The combustor exhaust in line 113 is passed to the filter unit 115, which can be comprised of a single filter or a plurality of different filters (e.g., one or both of a cyclone filter and a candle filter). Solids (e.g., fuel ash and CaSO4) present in the combustor exhaust are removed in the filter unit 115, and the remaining combustion flue gases exit the filter unit in line 117. The combustor flue gas in line 117 is passed through the turbine 120 to generate power in generator 125, and the expanded combustor flue gas exits the turbine as turbine exhaust in line 123. The turbine 120 may be referenced as a first turbine, a primary turbine, or an open-loop turbine. Prior to passage through the turbine, the combustor flue gas may be combined with a further content of oxygen to ensure complete reaction of all reactive species in the combustor flue gas, and such reaction may take place in-line and/or in a further reaction chamber.

The expanded turbine exhaust exiting the first turbine 120 in line 123 is passed through the recuperator heat exchanger 130 to cool the turbine exhaust and provide heat to one or more further streams. The recuperator heat exchanger 130 may be referenced as a first heat exchanger, a primary heat exchanger, or an open-loop heat exchanger. The cooled turbine exhaust exits the first heat exchanger 130 in line 133 and passes to a water separator 135 for purification of the CO2 in the turbine exhaust stream.
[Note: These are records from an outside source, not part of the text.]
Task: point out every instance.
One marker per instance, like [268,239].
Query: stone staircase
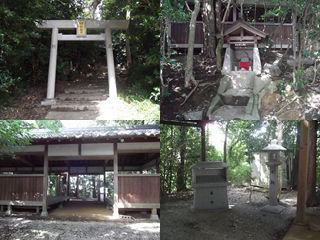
[82,103]
[235,98]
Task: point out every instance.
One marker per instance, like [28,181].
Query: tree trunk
[312,155]
[295,167]
[189,78]
[128,50]
[181,183]
[77,187]
[94,193]
[99,186]
[225,142]
[219,34]
[170,172]
[209,28]
[94,7]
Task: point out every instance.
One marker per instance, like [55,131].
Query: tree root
[189,95]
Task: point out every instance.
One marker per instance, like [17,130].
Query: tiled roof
[97,132]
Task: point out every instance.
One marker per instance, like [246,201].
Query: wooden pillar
[52,64]
[115,181]
[68,184]
[110,64]
[44,212]
[104,182]
[302,174]
[203,141]
[234,12]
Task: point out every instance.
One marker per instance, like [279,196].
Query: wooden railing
[22,187]
[139,188]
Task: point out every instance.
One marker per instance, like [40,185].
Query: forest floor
[130,104]
[175,93]
[242,221]
[25,229]
[292,105]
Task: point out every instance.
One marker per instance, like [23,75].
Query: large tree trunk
[219,34]
[189,78]
[77,187]
[294,174]
[170,170]
[94,7]
[312,155]
[181,183]
[94,193]
[225,142]
[209,27]
[128,50]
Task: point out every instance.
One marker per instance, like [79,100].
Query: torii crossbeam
[107,25]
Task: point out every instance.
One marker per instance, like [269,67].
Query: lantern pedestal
[273,149]
[273,205]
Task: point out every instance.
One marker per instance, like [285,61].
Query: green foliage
[12,134]
[174,11]
[144,19]
[300,82]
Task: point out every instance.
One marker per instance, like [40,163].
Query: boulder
[307,62]
[196,115]
[273,70]
[309,74]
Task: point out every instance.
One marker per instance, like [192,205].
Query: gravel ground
[26,229]
[243,221]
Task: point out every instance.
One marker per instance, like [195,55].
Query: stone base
[44,214]
[273,209]
[48,102]
[154,217]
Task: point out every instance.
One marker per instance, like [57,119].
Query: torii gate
[81,26]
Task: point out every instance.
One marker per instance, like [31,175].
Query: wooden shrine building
[280,31]
[128,152]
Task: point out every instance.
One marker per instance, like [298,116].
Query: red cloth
[245,65]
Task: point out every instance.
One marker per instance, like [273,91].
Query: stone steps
[94,96]
[74,105]
[78,103]
[80,115]
[85,91]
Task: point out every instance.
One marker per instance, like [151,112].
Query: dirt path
[244,221]
[26,229]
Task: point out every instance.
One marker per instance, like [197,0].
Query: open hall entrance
[102,171]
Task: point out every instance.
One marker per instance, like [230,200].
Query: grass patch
[139,100]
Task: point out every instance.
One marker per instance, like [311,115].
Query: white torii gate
[107,25]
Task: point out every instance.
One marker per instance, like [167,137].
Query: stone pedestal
[273,205]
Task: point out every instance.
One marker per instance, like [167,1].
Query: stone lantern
[273,163]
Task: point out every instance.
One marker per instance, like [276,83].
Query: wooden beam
[104,183]
[181,123]
[73,37]
[115,183]
[44,212]
[150,164]
[302,174]
[77,158]
[90,24]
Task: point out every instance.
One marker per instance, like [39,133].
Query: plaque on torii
[81,28]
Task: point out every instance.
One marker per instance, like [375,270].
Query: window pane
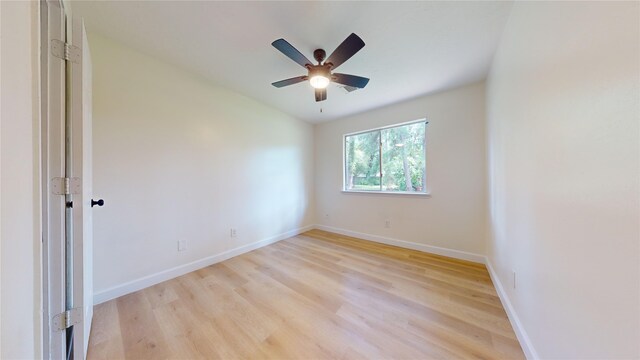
[403,158]
[362,161]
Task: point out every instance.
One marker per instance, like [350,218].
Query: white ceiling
[412,48]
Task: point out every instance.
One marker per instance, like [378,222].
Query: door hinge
[66,186]
[65,51]
[67,319]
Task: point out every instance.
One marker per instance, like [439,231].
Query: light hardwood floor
[314,296]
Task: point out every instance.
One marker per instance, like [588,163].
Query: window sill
[403,193]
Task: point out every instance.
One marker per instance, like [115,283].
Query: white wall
[176,158]
[563,114]
[20,260]
[454,217]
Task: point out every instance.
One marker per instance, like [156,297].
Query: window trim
[426,191]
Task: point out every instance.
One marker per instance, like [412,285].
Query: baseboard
[463,255]
[521,334]
[150,280]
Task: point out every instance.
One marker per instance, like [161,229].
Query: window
[390,159]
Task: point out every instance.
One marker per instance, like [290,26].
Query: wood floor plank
[314,296]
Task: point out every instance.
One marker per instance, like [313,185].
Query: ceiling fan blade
[288,82]
[350,80]
[351,45]
[291,52]
[321,94]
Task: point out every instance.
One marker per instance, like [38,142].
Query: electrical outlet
[182,245]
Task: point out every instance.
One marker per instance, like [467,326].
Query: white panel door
[53,86]
[79,100]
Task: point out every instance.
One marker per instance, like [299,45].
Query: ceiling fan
[321,75]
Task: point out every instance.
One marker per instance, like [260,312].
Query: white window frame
[425,192]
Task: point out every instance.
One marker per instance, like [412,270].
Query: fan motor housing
[319,55]
[320,70]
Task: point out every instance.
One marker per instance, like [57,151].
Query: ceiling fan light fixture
[319,81]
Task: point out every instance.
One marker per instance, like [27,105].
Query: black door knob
[99,202]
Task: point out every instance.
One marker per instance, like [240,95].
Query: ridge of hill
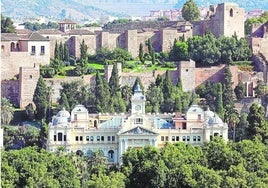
[101,9]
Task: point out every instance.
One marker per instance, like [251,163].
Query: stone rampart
[10,90]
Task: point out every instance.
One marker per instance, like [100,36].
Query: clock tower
[138,101]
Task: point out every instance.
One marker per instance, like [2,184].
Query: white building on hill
[114,134]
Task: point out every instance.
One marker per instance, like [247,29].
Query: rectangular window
[33,50]
[60,136]
[188,138]
[138,121]
[42,50]
[184,126]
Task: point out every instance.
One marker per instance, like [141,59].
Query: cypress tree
[227,96]
[151,50]
[116,98]
[114,81]
[167,86]
[179,84]
[64,102]
[61,51]
[66,54]
[159,81]
[141,53]
[102,99]
[138,81]
[167,90]
[56,52]
[83,50]
[40,99]
[219,103]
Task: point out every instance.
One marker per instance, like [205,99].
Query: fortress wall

Water and any entrained elements (e.g., SOx, NOx, and/or metals) are withdrawn through line 137, and substantially pure CO2 exits the water separator 135 in line 139. The substantially pure CO2 in line 139 is first compressed in first compressor 140 (which may referenced as an open or semi-closed loop compressor) before passing through line 141 to first pump 145 (which may be referenced as an open or semi-closed loop pump) to form the recycle CO2 stream in line 147 at a pressure suitable for input back to the combustor 110. A fraction of the recycle CO2 in line 147 may be withdrawn from the system through CO2 product line 149. Additionally, or alternatively, product CO2 may be withdrawn at different pressures from line 139 and/or line 141. The recycle CO2 in line 147 is heated by passage back through the first heat exchanger 130 to exit as line 151 for recycle back into the combustor 110. If desired, a portion of the recycle CO2 in line 151 and/or line 147 and/or line 141 may be withdrawn and added to line 105 and/or line 107 for use as a transfer medium for facilitating flow of the solid fuel in line 105 and/or the flow of the sulfur scrubbing material in line 107 to the combustor 110. Likewise, if desired, a portion of the recycle CO2 in line 151 and/or line 147 and/or line 141 may be withdrawn and added to line 103 for use as a diluent for the oxidant in line 103.
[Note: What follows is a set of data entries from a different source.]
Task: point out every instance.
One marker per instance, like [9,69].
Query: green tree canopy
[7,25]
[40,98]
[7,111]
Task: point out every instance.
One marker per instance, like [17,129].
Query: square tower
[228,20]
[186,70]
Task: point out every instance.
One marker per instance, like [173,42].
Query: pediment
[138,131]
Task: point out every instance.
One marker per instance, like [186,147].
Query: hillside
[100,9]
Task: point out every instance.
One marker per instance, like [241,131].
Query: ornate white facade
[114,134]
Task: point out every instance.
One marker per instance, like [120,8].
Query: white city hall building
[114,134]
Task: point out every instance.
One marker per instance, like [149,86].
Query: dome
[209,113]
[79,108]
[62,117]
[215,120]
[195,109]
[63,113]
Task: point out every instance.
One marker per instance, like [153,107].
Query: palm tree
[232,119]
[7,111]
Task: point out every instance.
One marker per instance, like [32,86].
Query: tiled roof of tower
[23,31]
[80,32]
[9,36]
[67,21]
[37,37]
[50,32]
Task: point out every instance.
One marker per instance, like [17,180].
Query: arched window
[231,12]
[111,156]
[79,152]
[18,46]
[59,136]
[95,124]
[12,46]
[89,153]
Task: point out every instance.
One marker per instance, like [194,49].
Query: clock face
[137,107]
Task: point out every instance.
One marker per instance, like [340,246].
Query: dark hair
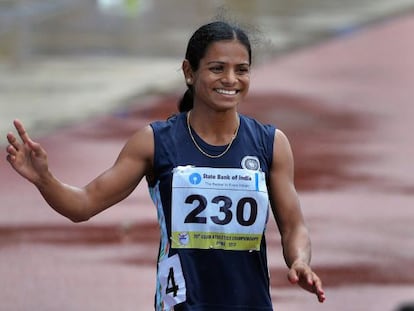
[198,45]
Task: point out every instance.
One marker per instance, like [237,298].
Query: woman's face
[223,77]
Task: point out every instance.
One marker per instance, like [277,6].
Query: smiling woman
[214,176]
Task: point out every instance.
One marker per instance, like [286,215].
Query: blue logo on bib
[195,178]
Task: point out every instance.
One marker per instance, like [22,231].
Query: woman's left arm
[287,212]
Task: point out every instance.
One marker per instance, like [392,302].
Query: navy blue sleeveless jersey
[227,275]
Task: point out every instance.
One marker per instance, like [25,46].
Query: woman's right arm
[29,159]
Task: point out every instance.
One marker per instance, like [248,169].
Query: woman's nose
[229,77]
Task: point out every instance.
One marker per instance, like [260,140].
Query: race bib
[220,208]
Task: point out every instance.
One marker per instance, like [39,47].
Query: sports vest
[212,214]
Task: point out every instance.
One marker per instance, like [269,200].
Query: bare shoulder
[282,148]
[140,146]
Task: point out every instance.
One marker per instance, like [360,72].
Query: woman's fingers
[21,131]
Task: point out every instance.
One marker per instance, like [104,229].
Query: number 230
[225,208]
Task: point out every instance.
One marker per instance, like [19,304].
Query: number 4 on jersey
[172,287]
[170,276]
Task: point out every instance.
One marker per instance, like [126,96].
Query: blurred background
[336,75]
[72,59]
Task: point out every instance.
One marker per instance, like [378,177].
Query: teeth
[226,92]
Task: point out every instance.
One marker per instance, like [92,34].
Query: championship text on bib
[220,208]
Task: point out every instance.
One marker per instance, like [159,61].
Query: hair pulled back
[197,47]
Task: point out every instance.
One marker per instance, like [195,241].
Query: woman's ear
[188,72]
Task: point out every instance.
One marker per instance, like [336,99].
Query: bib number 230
[245,210]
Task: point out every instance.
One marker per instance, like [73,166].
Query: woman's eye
[216,69]
[243,70]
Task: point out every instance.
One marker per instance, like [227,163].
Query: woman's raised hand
[27,157]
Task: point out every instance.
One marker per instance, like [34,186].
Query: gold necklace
[201,150]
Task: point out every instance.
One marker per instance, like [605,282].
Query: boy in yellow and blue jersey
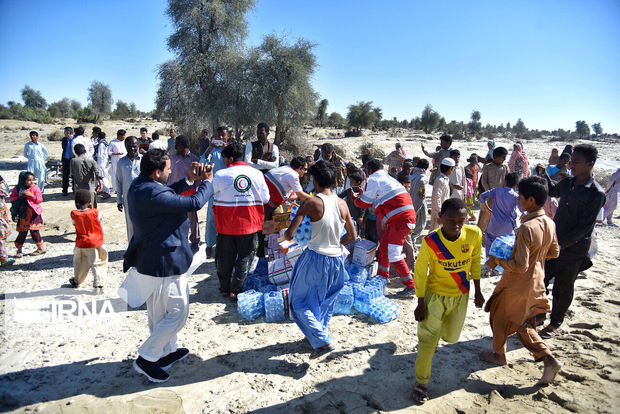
[449,259]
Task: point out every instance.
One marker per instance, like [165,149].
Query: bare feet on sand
[552,367]
[493,358]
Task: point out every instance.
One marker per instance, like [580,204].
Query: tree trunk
[279,128]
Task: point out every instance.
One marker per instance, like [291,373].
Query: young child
[26,210]
[471,172]
[89,252]
[449,258]
[504,213]
[36,153]
[520,294]
[5,227]
[493,174]
[319,272]
[441,190]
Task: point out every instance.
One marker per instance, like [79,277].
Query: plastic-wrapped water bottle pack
[250,305]
[344,301]
[502,248]
[363,297]
[379,281]
[383,309]
[357,274]
[274,306]
[304,231]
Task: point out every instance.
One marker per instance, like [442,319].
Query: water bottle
[274,306]
[344,301]
[250,305]
[383,309]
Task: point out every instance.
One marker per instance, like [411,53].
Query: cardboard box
[364,252]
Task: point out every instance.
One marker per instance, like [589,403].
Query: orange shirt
[88,231]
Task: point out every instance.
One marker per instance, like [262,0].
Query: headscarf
[19,207]
[490,152]
[518,153]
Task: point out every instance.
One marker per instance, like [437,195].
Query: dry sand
[239,366]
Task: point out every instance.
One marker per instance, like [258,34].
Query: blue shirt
[504,215]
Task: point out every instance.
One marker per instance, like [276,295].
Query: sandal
[322,351]
[420,393]
[550,331]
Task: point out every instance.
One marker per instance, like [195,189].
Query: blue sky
[550,63]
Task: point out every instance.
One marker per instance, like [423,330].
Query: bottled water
[274,306]
[250,305]
[502,246]
[344,301]
[357,274]
[379,281]
[363,297]
[383,309]
[267,288]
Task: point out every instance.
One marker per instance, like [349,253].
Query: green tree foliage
[321,113]
[361,115]
[519,129]
[33,99]
[378,115]
[100,98]
[582,129]
[429,120]
[18,111]
[335,120]
[124,110]
[475,125]
[197,86]
[284,71]
[61,109]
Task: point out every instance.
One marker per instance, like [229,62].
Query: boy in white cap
[441,190]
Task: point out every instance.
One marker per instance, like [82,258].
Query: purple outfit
[504,214]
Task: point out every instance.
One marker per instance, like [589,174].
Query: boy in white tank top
[319,273]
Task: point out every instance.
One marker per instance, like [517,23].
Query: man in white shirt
[116,150]
[81,139]
[441,190]
[458,180]
[261,154]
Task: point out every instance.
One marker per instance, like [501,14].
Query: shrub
[17,111]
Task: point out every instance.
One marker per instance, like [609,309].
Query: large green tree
[361,115]
[207,39]
[284,71]
[100,98]
[429,120]
[582,129]
[33,99]
[321,113]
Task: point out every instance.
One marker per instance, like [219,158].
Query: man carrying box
[395,211]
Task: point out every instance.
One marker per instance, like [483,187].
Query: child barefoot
[5,227]
[520,294]
[449,259]
[89,252]
[26,210]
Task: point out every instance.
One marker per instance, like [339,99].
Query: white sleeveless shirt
[325,238]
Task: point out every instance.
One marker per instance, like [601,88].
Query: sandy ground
[239,366]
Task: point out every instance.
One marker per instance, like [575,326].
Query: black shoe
[167,361]
[151,370]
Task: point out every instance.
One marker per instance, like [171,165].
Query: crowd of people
[552,209]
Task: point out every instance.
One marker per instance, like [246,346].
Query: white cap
[448,161]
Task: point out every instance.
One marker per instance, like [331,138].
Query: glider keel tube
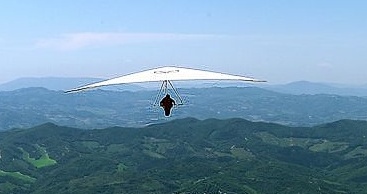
[169,73]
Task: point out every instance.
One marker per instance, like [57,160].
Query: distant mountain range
[299,87]
[103,108]
[186,156]
[304,87]
[58,83]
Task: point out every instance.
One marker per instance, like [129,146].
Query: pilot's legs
[167,111]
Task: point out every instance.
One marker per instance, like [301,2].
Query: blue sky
[280,41]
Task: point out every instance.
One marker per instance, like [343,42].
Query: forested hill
[99,109]
[186,156]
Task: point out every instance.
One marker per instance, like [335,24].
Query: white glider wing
[166,73]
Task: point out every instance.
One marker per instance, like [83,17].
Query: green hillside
[186,156]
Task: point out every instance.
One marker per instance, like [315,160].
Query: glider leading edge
[166,75]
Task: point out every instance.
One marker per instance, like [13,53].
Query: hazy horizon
[278,41]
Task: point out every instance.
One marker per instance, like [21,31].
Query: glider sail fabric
[166,73]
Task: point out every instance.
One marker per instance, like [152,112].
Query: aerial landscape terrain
[255,141]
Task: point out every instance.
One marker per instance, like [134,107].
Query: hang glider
[166,75]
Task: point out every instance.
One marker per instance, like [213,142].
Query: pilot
[167,104]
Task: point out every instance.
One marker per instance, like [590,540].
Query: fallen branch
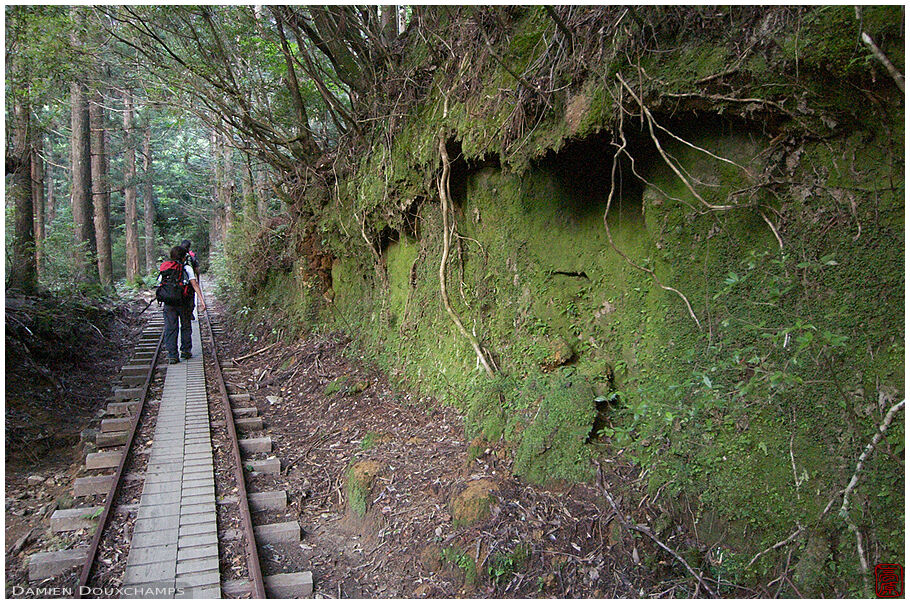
[443,184]
[645,531]
[889,66]
[780,241]
[252,354]
[651,272]
[844,513]
[651,122]
[777,545]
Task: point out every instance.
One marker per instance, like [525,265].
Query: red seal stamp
[889,580]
Solids (e.g., fuel ash and CaSO4) present in the combustor exhaust in line 113 are removed in the filter unit 115 and passed therefrom through line 119 to the solids cooler 160. The solids exit the solids cooler 160 in line 161 and may be passed therethrough for recycling back to the combustor 110. All or a portion of the solids in line 161 may be withdrawn through solids product line 162.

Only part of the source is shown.